This invention relates to a portable radio communication unit, and it relates more particularly to such a unit with an antenna substantially within the profile of such unit. The term "radio communication unit" includes, for example, a radio paging unit, a cordless telephone handset that is normally useful with only a single base station having an assigned directory number, and a readily transportable radiotelephone transceiver that has its own directory number and is normally useful with any base station to which it may be close. The invention is considered herein, for convenience and without limit intended, in relation to a hand-held portable radiotelephone unit.
There have been a number of efforts in the past to provide an antenna inside a portable radio communication unit for at least the purpose of signal reception and in some cases for signal transmission as well. Such efforts have sought at least to reduce the need to have an external rod or whip antenna because of the inconveniences of handling and carrying such a unit with the external antenna extended. This has even been true of portable radiotelephone units operating in relatively high frequency ranges such as those of the cellular radiotelephone systems where a suitable rod antenna may be about six inches long.
Microstrip-type antennas have been known in the art for applications in which a thin antenna was required, and such antennas have been devised in which the antenna could be made to conform to a curved surface such as the surface of an aircraft or a missile. Such an antenna is shown in the U.S. Pat. Nos. 4,078,237 and 4,095,277 to C. M. Kaloi. However, these antenna systems usually include a ground plane member of at least one wavelength in dimension beyond each edge of the associated radiator element. The need for such a large antenna component makes these antennas unsuitable for use as an antenna in a portable radiotelephone unit that operates in, e.g., the 900 megahertz (MHz) frequency spectrum region and that should have a hand-held level of portability.

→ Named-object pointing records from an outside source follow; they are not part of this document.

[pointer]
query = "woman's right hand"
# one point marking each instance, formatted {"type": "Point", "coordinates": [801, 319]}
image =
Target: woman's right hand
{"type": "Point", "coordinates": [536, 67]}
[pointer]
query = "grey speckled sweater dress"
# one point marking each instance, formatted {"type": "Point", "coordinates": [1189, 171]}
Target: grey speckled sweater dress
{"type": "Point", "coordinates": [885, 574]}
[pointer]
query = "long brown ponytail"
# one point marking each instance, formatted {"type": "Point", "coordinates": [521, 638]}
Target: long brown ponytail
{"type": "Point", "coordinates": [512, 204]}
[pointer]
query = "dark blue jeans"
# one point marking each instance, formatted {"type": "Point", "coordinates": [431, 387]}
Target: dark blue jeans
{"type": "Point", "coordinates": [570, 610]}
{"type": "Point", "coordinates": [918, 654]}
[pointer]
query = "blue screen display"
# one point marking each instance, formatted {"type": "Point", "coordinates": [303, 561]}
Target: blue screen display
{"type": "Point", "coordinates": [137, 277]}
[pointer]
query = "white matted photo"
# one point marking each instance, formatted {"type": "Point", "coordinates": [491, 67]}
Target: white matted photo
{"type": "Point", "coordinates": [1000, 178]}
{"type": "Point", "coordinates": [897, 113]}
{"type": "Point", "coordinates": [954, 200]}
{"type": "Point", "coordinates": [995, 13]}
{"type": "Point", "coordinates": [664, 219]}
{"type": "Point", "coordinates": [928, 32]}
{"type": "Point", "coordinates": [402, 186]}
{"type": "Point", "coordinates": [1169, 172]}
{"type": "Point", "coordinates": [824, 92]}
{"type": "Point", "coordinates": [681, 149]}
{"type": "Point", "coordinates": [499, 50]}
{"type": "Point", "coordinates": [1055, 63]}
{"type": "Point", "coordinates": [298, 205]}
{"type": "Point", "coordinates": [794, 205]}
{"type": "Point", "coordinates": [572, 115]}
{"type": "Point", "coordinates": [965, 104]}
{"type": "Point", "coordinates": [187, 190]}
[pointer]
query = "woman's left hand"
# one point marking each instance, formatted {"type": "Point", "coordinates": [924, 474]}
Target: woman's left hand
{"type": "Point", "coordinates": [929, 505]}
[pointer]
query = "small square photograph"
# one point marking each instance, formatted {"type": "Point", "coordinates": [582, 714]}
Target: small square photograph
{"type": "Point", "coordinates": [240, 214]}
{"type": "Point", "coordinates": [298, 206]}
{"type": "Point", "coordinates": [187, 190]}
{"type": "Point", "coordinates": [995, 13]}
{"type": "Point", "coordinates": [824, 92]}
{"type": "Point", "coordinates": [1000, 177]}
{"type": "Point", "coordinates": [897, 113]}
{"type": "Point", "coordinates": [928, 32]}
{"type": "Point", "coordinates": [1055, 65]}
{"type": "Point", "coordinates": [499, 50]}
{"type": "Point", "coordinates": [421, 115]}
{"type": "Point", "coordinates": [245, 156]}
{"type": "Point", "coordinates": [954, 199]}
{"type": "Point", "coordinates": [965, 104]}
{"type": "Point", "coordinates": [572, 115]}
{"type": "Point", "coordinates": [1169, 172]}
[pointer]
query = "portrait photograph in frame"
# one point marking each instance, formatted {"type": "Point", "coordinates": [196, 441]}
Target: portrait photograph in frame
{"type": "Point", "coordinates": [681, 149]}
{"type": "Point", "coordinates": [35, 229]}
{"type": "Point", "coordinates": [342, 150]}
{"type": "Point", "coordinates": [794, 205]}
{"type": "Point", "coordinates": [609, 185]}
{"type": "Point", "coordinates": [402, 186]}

Efforts to provide an antenna, or otherwise eliminate the need for a protruding antenna, have included various contrivances. One example is shown in the U.S. Pat. No. 3,736,591 to L. W. Rennels et al. where selected conductive walls of an equipment housing are employed as part of a loop antenna for reception, but one portion is extended for transmission. The U.S. Pat. No. 4,723,305 to J. P. Phillips et al. illustrates an example in which a notch antenna is formed as a part of, and dividing the internal volume of, a conductive equipment housing in a portable radiotelephone unit. Yet another example, U.S. Pat. No. 4,641,366 to Y. Yokoyama et al., shows a portable radiotelephone unit having dual-band capability and in which a conductive casing has a recessed surface to which two, side-by-side, radiating plate antennas are electrically connected to form, with the conductive casing, a dual-band antenna system. These efforts usually have involved either substantial intrusions into the limited space available for housing transmitter/receiver electronic apparatus or substantial complexity, either or both of which factors render manufacturing difficult and costly.